You are viewing a plain text version of this content. The canonical link for it is here.
Posted to dev@mynewt.apache.org by Lukasz Wolnik <lu...@gmail.com> on 2018/08/05 19:22:43 UTC

Re: Reducing GATT write attribute's timeout and read attribute's BLE_HS_ENOMEM

Hi Chris,

It's been more than a year but I have finally got some findings.

In my another Mynewt powered device I got the BLE_HS_ENOMEM error
from ble_gattc_write_flat this time. I tried changing BLE_GATT_MAX_PROCS
(down to 2 or up to 8) but with no effect.

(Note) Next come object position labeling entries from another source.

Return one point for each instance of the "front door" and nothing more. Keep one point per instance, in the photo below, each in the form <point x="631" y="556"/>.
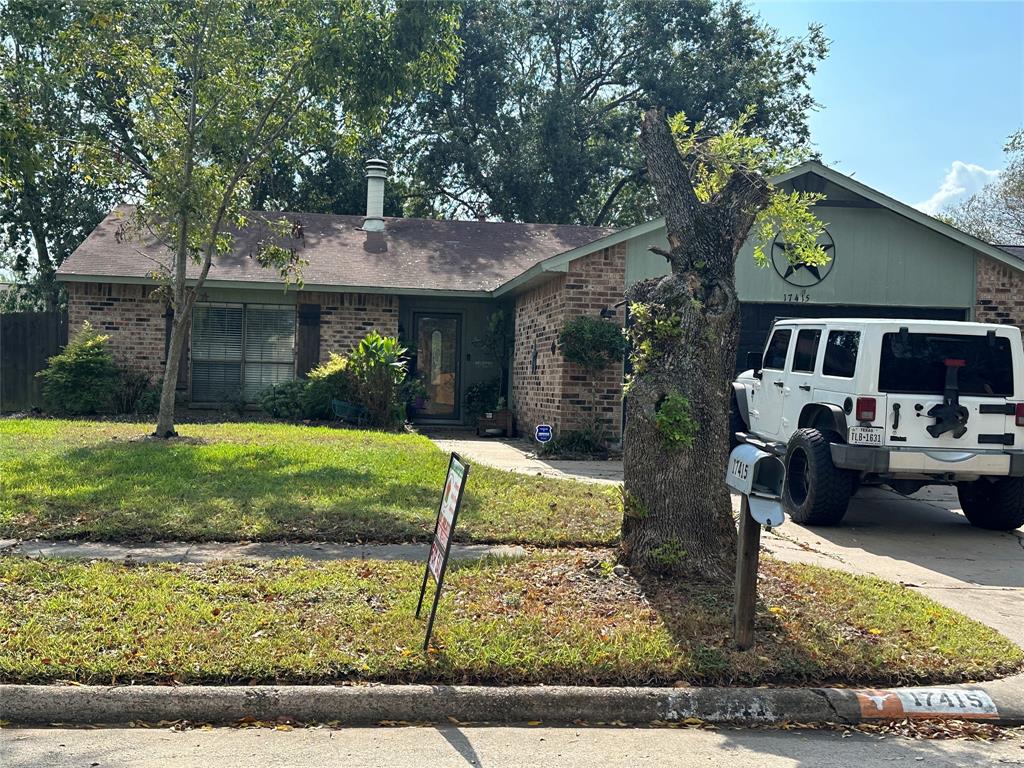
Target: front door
<point x="437" y="345"/>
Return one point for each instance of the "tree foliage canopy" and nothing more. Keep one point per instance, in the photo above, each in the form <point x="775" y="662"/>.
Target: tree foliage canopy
<point x="996" y="213"/>
<point x="47" y="205"/>
<point x="540" y="123"/>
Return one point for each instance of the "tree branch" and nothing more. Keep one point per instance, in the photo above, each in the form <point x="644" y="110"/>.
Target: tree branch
<point x="671" y="178"/>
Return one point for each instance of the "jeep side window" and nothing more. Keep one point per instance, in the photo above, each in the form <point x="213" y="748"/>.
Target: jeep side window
<point x="841" y="353"/>
<point x="775" y="354"/>
<point x="807" y="350"/>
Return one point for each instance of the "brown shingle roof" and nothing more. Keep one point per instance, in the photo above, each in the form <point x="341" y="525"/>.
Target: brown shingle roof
<point x="1017" y="251"/>
<point x="420" y="254"/>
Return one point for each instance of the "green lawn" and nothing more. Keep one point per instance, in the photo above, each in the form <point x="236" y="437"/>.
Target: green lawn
<point x="554" y="617"/>
<point x="102" y="480"/>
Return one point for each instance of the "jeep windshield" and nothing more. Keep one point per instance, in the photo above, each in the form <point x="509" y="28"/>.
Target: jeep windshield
<point x="915" y="364"/>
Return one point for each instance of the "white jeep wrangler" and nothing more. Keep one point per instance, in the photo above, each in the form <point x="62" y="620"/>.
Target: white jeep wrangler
<point x="904" y="403"/>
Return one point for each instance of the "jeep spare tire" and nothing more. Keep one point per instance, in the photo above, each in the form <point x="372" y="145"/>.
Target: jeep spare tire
<point x="816" y="492"/>
<point x="994" y="504"/>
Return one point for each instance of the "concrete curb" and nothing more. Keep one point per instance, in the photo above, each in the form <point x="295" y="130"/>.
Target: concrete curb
<point x="190" y="553"/>
<point x="33" y="705"/>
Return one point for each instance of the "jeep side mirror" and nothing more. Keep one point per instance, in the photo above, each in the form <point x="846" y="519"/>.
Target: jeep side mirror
<point x="755" y="360"/>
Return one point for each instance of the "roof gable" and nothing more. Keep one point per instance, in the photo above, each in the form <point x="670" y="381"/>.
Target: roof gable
<point x="413" y="255"/>
<point x="884" y="201"/>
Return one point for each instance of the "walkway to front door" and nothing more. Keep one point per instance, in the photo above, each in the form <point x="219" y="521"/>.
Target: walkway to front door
<point x="517" y="456"/>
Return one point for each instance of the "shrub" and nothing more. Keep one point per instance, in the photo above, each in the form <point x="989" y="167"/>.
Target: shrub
<point x="378" y="366"/>
<point x="285" y="400"/>
<point x="592" y="343"/>
<point x="481" y="398"/>
<point x="132" y="385"/>
<point x="148" y="401"/>
<point x="83" y="378"/>
<point x="331" y="380"/>
<point x="585" y="442"/>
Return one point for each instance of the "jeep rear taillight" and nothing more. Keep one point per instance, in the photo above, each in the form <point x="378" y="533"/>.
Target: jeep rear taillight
<point x="865" y="409"/>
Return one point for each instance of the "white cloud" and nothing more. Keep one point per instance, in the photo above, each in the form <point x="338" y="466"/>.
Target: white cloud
<point x="963" y="180"/>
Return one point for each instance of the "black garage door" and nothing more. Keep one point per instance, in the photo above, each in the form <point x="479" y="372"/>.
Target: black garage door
<point x="757" y="320"/>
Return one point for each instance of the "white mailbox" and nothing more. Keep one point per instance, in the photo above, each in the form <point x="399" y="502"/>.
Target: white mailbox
<point x="758" y="475"/>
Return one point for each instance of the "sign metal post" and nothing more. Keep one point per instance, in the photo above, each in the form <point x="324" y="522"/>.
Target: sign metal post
<point x="440" y="543"/>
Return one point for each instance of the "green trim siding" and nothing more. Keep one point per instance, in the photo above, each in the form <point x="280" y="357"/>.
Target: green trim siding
<point x="882" y="258"/>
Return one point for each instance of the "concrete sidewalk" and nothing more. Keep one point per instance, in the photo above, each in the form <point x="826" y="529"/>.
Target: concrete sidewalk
<point x="1000" y="701"/>
<point x="449" y="745"/>
<point x="185" y="552"/>
<point x="517" y="456"/>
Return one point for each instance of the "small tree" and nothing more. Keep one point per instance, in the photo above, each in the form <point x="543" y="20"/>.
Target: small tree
<point x="713" y="189"/>
<point x="190" y="100"/>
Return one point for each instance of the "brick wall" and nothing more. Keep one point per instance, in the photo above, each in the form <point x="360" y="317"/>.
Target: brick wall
<point x="346" y="317"/>
<point x="554" y="391"/>
<point x="999" y="295"/>
<point x="132" y="317"/>
<point x="593" y="283"/>
<point x="537" y="369"/>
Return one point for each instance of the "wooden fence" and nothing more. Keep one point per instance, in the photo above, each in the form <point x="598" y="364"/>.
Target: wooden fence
<point x="27" y="341"/>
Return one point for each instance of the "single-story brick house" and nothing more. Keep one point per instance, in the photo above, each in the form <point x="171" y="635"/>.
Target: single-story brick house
<point x="435" y="284"/>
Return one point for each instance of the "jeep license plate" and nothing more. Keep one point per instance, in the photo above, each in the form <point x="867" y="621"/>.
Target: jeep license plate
<point x="864" y="435"/>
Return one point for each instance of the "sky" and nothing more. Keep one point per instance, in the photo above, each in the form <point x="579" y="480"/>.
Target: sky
<point x="918" y="98"/>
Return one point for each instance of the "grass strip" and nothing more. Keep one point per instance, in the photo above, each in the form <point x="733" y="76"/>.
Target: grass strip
<point x="554" y="617"/>
<point x="103" y="481"/>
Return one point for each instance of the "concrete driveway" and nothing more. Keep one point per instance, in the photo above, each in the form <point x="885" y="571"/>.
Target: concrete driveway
<point x="923" y="542"/>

My device was keeping a connection live but stopped receiving any
communictations from its peer. No notifications, read, write, etc.. Luckily
it was always happening on the 5th consecutive connection (each previous
ones terminated by my app using ble_gap_terminate(conn_handle,
BLE_ERR_REM_USER_CONN_TERM)).

By changing MSYS_1_BLOCK_COUNT I started to get the BLE_HS_ENOMEM
respectively on:

8 - 4th connection
12 - 5th connection (default value)
16 - 6th connection

Yay! This thing is not random at all.

I assume it can't be NimBLE that's not freeing its resources up so I'm
going to look at my dynamically allocated structure that
uses os_memblock_get functions. I'm going to read up on Mynewt mbufs.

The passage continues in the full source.